I didn’t want to let down the founders we interviewed. They spent time answering our questions and I wanted them to get something out of it.
And I didn’t want to let down the readers. I always wanted the site to feel like it had new content.
So, maybe Starter Story’s success is partly due to my own need to be liked. Or my fear of letting people down. It’s funny when I angle it that way.
But what I love about this is: this is the story of most media companies (and most companies in general). A company is built over years, and there is usually not some breakthrough moment like we all dream of.
Just showing up every day, and showing up 100% (not splitting your time across multiple companies)
It took me over 2 years to go full time into Starter Story, and it’s not because it wasn’t making enough money. Starter Story was making $5-6K/month and I had already quit my full time job.

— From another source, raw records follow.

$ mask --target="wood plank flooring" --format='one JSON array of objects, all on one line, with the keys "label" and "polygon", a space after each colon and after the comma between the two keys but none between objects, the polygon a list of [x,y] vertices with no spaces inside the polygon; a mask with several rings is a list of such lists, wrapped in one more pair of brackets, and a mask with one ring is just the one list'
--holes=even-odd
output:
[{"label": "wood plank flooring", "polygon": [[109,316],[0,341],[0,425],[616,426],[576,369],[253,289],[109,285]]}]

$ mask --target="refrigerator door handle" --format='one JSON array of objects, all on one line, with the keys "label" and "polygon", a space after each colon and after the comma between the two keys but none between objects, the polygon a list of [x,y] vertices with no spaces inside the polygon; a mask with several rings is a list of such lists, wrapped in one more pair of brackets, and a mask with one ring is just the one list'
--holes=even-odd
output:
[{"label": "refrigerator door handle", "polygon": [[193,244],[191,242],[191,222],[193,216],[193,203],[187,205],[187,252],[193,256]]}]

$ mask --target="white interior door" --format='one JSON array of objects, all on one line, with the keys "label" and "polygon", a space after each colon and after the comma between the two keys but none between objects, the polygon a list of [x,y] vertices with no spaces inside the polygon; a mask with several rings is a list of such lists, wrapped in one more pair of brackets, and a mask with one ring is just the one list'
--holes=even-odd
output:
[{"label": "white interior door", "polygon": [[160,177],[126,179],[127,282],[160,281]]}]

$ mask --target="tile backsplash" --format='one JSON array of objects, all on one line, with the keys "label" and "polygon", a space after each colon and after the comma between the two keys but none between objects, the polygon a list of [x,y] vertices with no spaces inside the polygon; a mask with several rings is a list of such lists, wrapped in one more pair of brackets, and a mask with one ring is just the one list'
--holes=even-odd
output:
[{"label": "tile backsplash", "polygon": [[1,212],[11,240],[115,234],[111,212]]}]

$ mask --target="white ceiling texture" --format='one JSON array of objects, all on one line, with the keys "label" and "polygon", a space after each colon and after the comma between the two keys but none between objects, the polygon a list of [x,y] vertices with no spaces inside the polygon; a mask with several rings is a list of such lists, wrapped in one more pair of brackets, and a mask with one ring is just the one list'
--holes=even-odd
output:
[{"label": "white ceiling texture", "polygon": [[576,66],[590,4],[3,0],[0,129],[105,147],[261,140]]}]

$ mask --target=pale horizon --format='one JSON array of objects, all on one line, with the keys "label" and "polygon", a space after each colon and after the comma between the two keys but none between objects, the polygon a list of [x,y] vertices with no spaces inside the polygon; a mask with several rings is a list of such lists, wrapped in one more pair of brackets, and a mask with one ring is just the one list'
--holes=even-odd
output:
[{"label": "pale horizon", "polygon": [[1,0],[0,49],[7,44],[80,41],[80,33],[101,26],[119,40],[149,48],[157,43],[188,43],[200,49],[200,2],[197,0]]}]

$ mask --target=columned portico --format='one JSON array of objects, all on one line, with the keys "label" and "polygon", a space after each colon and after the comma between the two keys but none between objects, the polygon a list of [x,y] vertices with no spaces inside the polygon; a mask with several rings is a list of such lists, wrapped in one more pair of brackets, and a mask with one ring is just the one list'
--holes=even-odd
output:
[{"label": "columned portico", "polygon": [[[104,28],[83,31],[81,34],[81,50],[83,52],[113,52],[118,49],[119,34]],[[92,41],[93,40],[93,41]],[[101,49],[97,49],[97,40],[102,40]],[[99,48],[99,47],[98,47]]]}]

I wasn’t full-time on Starter Story because I was already building a new business, and I was putting in 80% of my time into that new business… Even got a YC interview.
But my hubris got the best of me. I thought I could build another business easily off the backs of my Starter Story success. I thought I had some magical execution formula that I could parlay into a SaaS business. After a year of work, I only got that business to ~$1k/month.
It all came to a head after that, early last year, when I finally realized:
For my SaaS business, I was putting in 90% of my time and making 10% of my total revenue. For Starter Story, I was putting in 10% of my time, and making 90% of the revenue.
That is the exact opposite of following the money, as referenced above. And this when I learned that lesson!
And that’s when I realized I needed to go full time on Starter Story. Because I actually had more competitive advantages as a founder with Starter Story than I did for the SaaS business.
In the first month of going full time, I think we almost doubled revenue. Just the increased focus was enough. And looking at the 90/10 formula that makes sense. A simple shift in focus can make a huge difference.